NEDERLANDS
31
Waterafvoer
De bocht, aan het eind van de afvoerslang, kunt u
op drie manieren plaatsen:
Over de rand van een wasbak. U moet er dan
voor zorgen dat de bocht niet, door het snel uit-
stromende water, van de rand kan schieten.
Bijvoorbeeld door de bocht met een touwtje aan
de kraan of aan een haak in de muur op te
hangen.
In een aftakking van de wasbakafvoer. Die
aftakking moet boven de sifon (stankafsluiter)
zitten en zodanig dat de bocht van de slang zich
op tenminste 60 cm van de vloer bevindt.
In een afvoerpijp. Wij adviseren een standpijp
van 65 cm hoogte; in ieder geval niet lager dan 60
cm en niet hoger dan 90 cm.
Het eind van de afvoerslang moet altijd belucht
zijn, dat wil zeggen dat de binnendiameter van de
pijp groter moet zijn dan de buitendiameter van
het slangeind.
De afvoerslang legt u vanaf de machinekant over
de vloer en laat u pas bij de afvoermogelijkheid
omhoog lopen.
Elektrische aansluiting
De machine is voor 220-230V / 50Hz gemaakt.
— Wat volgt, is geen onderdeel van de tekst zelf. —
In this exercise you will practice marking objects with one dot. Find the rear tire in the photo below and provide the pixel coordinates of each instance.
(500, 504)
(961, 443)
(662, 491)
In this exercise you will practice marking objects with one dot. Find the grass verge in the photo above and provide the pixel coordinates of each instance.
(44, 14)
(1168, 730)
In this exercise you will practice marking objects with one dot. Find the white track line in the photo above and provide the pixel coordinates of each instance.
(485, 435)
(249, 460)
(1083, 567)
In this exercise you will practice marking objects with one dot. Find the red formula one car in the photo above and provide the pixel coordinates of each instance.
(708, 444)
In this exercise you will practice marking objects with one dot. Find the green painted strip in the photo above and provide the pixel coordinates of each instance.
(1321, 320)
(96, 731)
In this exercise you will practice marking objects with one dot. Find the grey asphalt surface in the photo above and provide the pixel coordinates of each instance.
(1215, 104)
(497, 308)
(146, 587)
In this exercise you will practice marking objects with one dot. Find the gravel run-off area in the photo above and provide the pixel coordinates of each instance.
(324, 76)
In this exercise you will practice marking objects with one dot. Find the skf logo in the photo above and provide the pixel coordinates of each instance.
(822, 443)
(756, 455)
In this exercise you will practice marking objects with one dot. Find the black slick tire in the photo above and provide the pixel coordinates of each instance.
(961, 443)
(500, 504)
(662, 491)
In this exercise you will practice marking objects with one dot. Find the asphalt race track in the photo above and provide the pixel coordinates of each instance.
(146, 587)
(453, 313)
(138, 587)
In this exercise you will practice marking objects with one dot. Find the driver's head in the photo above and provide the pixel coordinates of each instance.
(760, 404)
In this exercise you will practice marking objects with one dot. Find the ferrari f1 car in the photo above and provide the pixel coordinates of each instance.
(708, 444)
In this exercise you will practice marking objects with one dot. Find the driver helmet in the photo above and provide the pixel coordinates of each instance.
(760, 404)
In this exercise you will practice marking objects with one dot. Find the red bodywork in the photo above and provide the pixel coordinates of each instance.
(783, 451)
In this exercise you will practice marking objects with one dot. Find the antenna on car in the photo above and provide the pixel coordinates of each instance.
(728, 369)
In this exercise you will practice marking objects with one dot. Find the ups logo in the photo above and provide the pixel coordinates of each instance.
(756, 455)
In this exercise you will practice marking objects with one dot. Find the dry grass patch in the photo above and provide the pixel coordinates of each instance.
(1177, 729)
De machine is voorzien van een drie-aderig
aansluitsnoer en steker met randaarde.
De steker mag u uitsluitend plaatsen in een
stopcontact met randaarde; de machine dient
deugdelijk geaard te zijn.
Het aansluitsnoer mag u niet verlengen. Indien
het snoer te kort blijkt te zijn, laat uw installateur
dan of een langer snoer aan de machine
monteren of het stopcontact verplaatsen.
Het gebruik van een verlengsnoer of kabelhaspel
is niet toegestaan.
In bad- of doucheruimten moet doorgaans een
zogeheten «vaste aansluiting» gemaakt worden;
raadpleeg uw installateur.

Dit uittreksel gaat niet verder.